しかし分からない点がまだ一つあった。私は、女性が突然出発した理由を明らかにできなかった。彼女はローザンヌで非常に楽しく過ごしていた。彼女がシーズン中、湖が見える豪華な部屋にずっと滞在するつもりだったということは、色々な証拠から間違いなさそうだった。しかし彼女は一日の事前通告で部屋を後にし、一週間分の滞在費を無駄にしていた。ただ一人、メイドの恋人のジュール・ヴィバートがこの出発の気配を感じていた。彼は、一日か二日前に背の高い黒髪のひげを生やした紳士が尋ねてきた事と、この突然の出発に関係があると思っていた。「粗野な男、・・・・本当に粗野な男です!」ジュール・ヴィバートは叫んだ。この男は町のどこかに宿泊していた。彼が湖の近くの散歩道でこの女性に熱心に語りかけているのが目撃されている。その後、彼がホテルの部屋にやってきた。彼女は面会を拒否した。男はイギリス人だったという事だが、名前に関しては記録がなかった。女性はその直後にホテルから出て行った。ジュール・ヴィバート、そしてもっと重要だが、彼の恋人のメイド、マリーはこの訪問が原因となって、女主人が出発したと考えていた。ジュールが話そうとしない事がひとつあった。それはなぜマリーが女主人と別れたかという理由だ。何も言えないのか、言うつもりがないのかは分からない。もし知りたいと思うなら、私はモンペリエに行って彼女に訊く必要がある。

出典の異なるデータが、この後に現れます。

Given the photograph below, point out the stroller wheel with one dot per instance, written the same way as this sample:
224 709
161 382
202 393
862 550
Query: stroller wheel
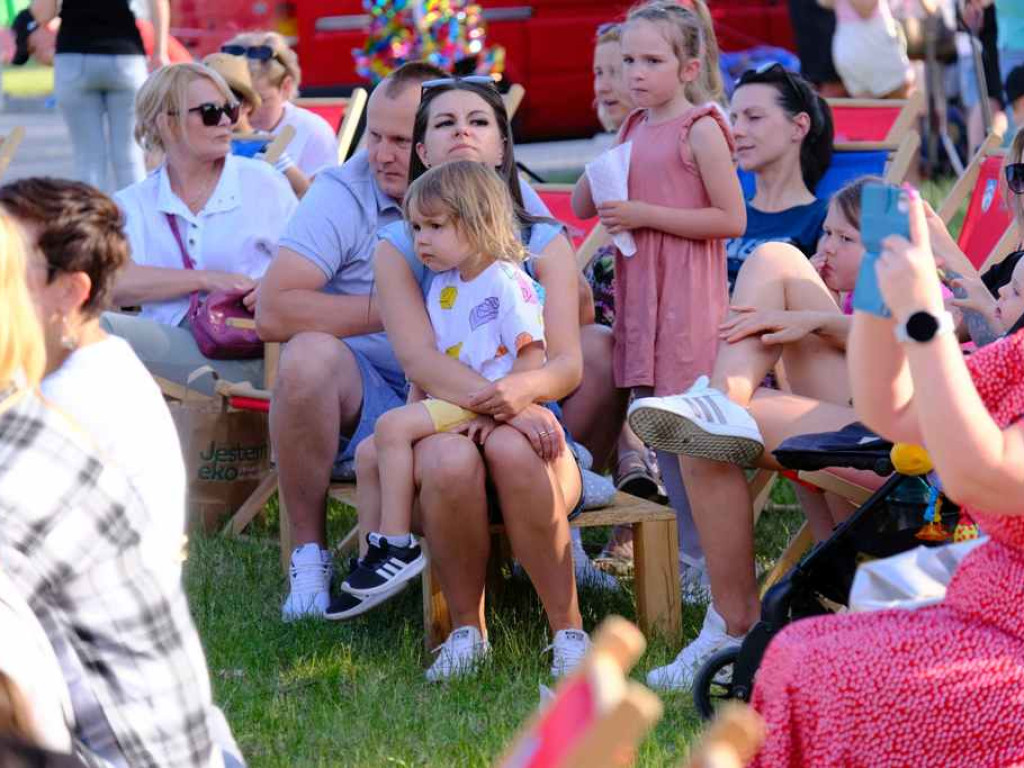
714 683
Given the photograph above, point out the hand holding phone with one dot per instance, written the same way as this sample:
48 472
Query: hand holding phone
884 211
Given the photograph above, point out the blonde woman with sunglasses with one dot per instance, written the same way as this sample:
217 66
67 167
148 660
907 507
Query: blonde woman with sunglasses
224 212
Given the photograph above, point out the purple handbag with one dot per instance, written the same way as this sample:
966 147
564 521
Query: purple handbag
210 317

私の捜査の最初の段階はこのように終わった。捜査の第二段階はレディ・フランシス・カーファックスがローザンヌを出発した時の行き先を突き止めることに焦点を絞った。これに関しては、行き先を隠そうとした痕跡があった。これは彼女が誰か後をつけていた人物を振り払うために出発したという考えを裏付ける。そうでなければ、どうして彼女は荷物に堂々とバーデン宛という荷札をつけなかったのだろうか?彼女も荷物もこのライン川の温泉地まで、少し迂回してから到着している。私はコック管理人の現地事務所からここまで聞き出した。だから私は、ホームズに進捗状態を全て知らせる電報を打ち、半分茶化したような褒め言葉の返信電報を受け取ってから、バーデンに行った。

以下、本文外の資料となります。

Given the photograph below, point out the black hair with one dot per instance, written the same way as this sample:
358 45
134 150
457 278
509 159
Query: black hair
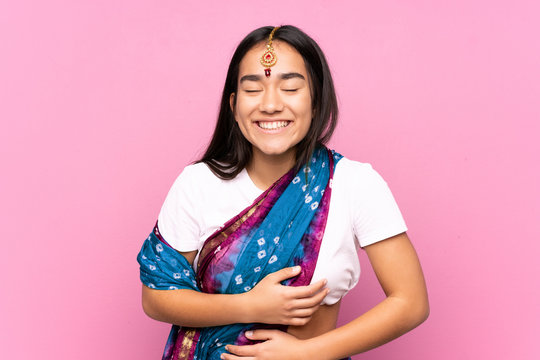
229 152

バーデンでの足取りを追うのは難しくなかった。レディ・フランシスは二週間英国ホテルに滞在していた。ここで彼女は南アメリカから来た伝道師のシュレジンジャー博士とその妻と知り合いになっていた。一人身の女性は大抵そうだが、レディ・フランシスは宗教に慰めと居場所を見つけていた。シュレジンジャー博士の非凡な人格、彼の全霊の献身、そして彼が彼の使徒としての努めをしている時に罹った病気から回復中であることは、彼女を深く感動させた。彼女はシュレジンジャー夫人が回復期の聖人の世話をするのを手助けした。支配人が私に説明したところでは、彼は一日中付き添いの女性を両側にはべらせてベランダの安楽椅子に寝そべっていた。彼は論文を書いていたミデアン人の王国の特別な参照つきのパレスチナの地図を準備していた。最後に、健康をかなり回復して、彼と妻はロンドンに戻った。そしてレディ・フランシスは彼らと一緒にロンドンに出発した。これはちょうど三週間前のことだった。そして支配人はそれ以降の事は何も知らなかった。メイドのマリーについては、その数日前に他のメイドにきっぱり仕事をやめると言った後泣きじゃくりながら出て行った。シュレジンジャー博士は出発前に全員の支払いを済ませていた。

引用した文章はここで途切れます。